L'écart possible qu'il attribuait aux erreurs d'observation était, on le voit, de cinq degrés dans les deux sens, ce qui, à soixante milles par degré, pouvait donner une erreur de trois cents milles en latitude ou en longitude pour le relèvement exact.

Mais cette erreur ne devait pas influer sur le parti qu'il conviendrait de prendre. Il était bien évident que l'île Lincoln était à une telle distance de toute terre ou archipel, qu'on ne pourrait se hasarder à franchir cette distance sur un simple et fragile canot. En effet, son relèvement la plaçait au moins à douze cents milles de Taïti et des îles de l'archipel des Pomotou, à plus de dix-huit cents milles de la Nouvelle-Zélande, à plus de quatre mille cinq cents milles de la côte américaine!

Et quand Cyrus Smith consultait ses souvenirs, il ne se rappelait en aucune façon qu'une île quelconque occupât, dans cette partie du Pacifique, la situation assignée à l'île Lincoln.

CHAPITRE XV

Le lendemain, 17 avril, la première parole du marin fut pour Gédéon Spilett.

«Eh bien, monsieur, lui demanda-t-il, que serons-nous aujourd'hui?

— Ce qu'il plaira à Cyrus», répondit le reporter.

Or, de briquetiers et de potiers qu'ils avaient été jusqu'alors, les compagnons de l'ingénieur allaient devenir métallurgistes.

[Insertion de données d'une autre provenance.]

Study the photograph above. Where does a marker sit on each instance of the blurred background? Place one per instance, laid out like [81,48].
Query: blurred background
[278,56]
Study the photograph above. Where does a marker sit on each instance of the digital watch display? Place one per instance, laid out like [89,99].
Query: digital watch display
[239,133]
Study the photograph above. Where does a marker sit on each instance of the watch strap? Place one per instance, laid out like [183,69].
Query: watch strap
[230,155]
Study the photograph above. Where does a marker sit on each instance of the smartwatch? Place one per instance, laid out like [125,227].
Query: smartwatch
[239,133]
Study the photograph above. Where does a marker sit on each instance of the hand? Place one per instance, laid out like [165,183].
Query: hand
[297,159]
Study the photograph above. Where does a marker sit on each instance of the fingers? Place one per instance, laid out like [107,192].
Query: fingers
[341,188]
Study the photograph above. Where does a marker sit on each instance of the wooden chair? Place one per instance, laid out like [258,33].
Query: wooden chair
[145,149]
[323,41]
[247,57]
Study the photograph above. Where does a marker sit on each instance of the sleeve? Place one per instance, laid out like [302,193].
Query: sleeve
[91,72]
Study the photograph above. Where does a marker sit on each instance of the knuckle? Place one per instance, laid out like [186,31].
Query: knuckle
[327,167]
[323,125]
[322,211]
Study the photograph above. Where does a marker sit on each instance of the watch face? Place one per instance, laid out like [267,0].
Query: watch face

La veille, après le déjeuner, l'exploration avait été portée jusqu'à la pointe du cap Mandibule, distante de près de sept milles des Cheminées. Là finissait la longue série des dunes, et le sol prenait une apparence volcanique. Ce n'étaient plus de hautes murailles, comme au plateau de Grande-vue, mais une bizarre et capricieuse bordure qui encadrait cet étroit golfe compris entre les deux caps, formés des matières minérales vomies par le volcan. Arrivés à cette pointe, les colons étaient revenus sur leurs pas, et, à la nuit tombante, ils rentraient aux Cheminées, mais ils ne s'endormirent pas avant que la question de savoir s'il fallait songer à quitter ou non l'île Lincoln eût été définitivement résolue.